Assume your trigger to state was 35, that would give this in your template:
{{states('trigger.to_state.state') | float(0) > 35 }}
If you had not quoted the trigger variable it would have given this (still wrong):
{{states(35) | float(0) > 35 }}
Where as this:
{{ trigger.to_state.state | float(0) > 35 }}
gives:
{{ 35 > 35 }}
Troon
(Troon)
January 22, 2024, 10:42am
7
Post the complete YAML for your automation.
Cergon
January 22, 2024, 10:57am
8
Thank you - understood and appreciate the clear explanation.
Cergon
January 22, 2024, 11:02am
9
Full automation as per below.

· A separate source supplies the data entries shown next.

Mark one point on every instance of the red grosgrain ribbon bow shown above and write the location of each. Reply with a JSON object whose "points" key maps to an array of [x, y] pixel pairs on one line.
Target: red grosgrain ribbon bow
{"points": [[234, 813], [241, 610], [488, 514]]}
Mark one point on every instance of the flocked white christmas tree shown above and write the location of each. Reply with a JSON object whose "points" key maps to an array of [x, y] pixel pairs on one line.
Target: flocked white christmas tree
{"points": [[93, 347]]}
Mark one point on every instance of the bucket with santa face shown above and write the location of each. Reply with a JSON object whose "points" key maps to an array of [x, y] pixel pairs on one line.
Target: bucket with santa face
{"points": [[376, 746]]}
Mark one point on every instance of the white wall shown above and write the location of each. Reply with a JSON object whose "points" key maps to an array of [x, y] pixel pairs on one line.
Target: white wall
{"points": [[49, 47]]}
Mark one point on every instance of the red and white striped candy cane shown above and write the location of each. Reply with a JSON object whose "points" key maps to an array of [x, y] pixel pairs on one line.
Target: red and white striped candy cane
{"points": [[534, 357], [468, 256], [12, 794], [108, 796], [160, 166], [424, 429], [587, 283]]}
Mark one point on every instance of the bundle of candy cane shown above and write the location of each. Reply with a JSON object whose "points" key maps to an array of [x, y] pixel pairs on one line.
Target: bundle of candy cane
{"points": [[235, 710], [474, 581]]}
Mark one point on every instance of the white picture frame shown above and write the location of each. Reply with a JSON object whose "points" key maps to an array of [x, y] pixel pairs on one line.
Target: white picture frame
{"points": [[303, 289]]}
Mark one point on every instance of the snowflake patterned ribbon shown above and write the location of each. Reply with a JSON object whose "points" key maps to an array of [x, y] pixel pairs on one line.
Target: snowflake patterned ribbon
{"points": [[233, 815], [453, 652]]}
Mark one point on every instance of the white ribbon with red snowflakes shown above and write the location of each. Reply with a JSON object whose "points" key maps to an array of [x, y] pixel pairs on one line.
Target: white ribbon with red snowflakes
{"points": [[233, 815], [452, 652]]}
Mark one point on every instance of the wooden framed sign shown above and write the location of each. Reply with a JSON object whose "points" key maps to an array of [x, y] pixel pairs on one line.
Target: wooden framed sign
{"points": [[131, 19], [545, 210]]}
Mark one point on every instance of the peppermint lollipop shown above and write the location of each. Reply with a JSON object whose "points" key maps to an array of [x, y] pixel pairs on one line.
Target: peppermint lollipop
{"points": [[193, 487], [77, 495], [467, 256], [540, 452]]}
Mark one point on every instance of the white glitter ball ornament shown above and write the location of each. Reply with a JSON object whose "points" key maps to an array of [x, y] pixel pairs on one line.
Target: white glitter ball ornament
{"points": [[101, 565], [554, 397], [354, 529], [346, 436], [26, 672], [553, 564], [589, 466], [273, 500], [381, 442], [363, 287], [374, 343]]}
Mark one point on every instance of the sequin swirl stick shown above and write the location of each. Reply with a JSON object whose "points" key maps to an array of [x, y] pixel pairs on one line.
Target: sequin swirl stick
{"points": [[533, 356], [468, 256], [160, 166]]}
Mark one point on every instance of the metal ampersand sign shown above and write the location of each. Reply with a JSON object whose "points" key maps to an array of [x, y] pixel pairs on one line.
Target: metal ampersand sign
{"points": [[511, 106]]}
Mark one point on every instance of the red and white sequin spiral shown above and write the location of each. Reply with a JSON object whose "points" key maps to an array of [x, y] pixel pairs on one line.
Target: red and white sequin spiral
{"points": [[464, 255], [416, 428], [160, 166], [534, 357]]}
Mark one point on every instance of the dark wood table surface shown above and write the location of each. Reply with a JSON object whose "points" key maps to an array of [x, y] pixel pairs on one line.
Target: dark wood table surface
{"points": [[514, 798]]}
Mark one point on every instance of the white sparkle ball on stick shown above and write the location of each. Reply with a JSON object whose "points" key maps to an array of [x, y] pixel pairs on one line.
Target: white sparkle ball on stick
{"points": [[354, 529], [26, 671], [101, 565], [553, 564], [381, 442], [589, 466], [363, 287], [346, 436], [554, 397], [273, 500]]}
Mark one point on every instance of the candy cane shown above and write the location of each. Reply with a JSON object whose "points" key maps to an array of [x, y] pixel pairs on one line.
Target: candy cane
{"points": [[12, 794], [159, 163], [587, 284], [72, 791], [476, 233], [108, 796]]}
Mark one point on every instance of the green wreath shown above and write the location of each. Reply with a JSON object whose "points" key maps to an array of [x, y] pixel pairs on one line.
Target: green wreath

Note this has been updated as per the solution response.
alias: _temperature test
description: ""
trigger:
- platform: numeric_state
entity_id:
- sensor.temperature1
below: 1
id: External Temperature1
- platform: numeric_state
entity_id:
- sensor.temperature2
above: 30
id: External Temperature2
- alias: Template Temperature Trigger
platform: template
value_template: |-
{{ states('sensor.temperature')|float(0) > 35 or
states('sensor.temperature')|float(0) < 1 }}
id: External Temperature3
condition: []
action:
- choose:
- conditions:
- condition: trigger
id:
- External Temperature1
- condition: state
entity_id: binary_sensor.external_temperature1_threshold_rising
state: "off"
sequence:
- service: notify.all
data:
message: >-
Home {{ state_attr(trigger.entity_id, 'friendly_name') }} is {{
trigger.to_state.state }}°c and decreasing.
- conditions:
- condition: trigger
id:
- External Temperature2
- condition: state
entity_id: binary_sensor.external_temperature2_threshold_rising
state: "on"
sequence:
- service: notify.all
data:
message: >-
ALERT! {{ state_attr(trigger.entity_id, 'friendly_name') }} is
{{ trigger.to_state.state }}°c and rising.
- if:
- condition: state
entity_id: binary_sensor.tablet
state: "on"
then:
- service: notify.tablet
data:
message: TTS
data:
tts_text: >-
ALERT! {{ state_attr(trigger.entity_id, 'friendly_name')
}} is {{ trigger.to_state.state }}°c and rising.
- conditions:
- condition: trigger
id:
- External Temperature3
sequence:
- if:
- condition: template
value_template: "{{ trigger.to_state.state | float(0) > 35 }}"
- condition: state
entity_id: binary_sensor.external_temperature3_threshold_rising
state: "on"
then:
- service: notify.all
data:
message: >-
{{ state_attr(trigger.entity_id, 'friendly_name') }} is {{
trigger.to_state.state }}°c and rising.
else:
- condition: template
value_template: "{{ trigger.to_state.state | float(0) < 1 }}"
- condition: state
entity_id: binary_sensor.external_temperature3_threshold_rising
state: "off"
- service: notify.all
data:
message: >-
{{ state_attr(trigger.entity_id, 'friendly_name') }} is {{
trigger.to_state.state }}°c and decreasing.
mode: single
Troon
(Troon)
January 22, 2024, 11:41am
10
If it works, it’s fine. Personally, I’d replace:
- alias: Template Temperature Trigger
platform: template
value_template: |-
{{ states('sensor.temperature')|float(0) > 35 or
states('sensor.temperature')|float(0) < 1 }}
id: External Temperature3
with
- platform: numeric_state
entity_id: sensor.temperature
above: 35
id: External Temperature3
- platform: numeric_state
entity_id: sensor.temperature
below: 1
id: External Temperature3
and it’ll work exactly the same but in theory need less evaluation each minute. If you give the second one a new id
you can shorten some of the logic further down.
You’re aware that you won’t get a notification if the temperature is rising but your binary sensor is off? and likewise for falling / on?
Cergon
January 22, 2024, 12:47pm
11
So it’s more resource intensive to evaluate value templates as triggers?
Yes - aware of this, thanks.
Troon
(Troon)
January 22, 2024, 1:11pm
12
I cannot definitively answer that, nor would it matter unless you had a lot on a very low-power system… It’s more about elegance and clarity of the coding: template triggers feel like a last resort.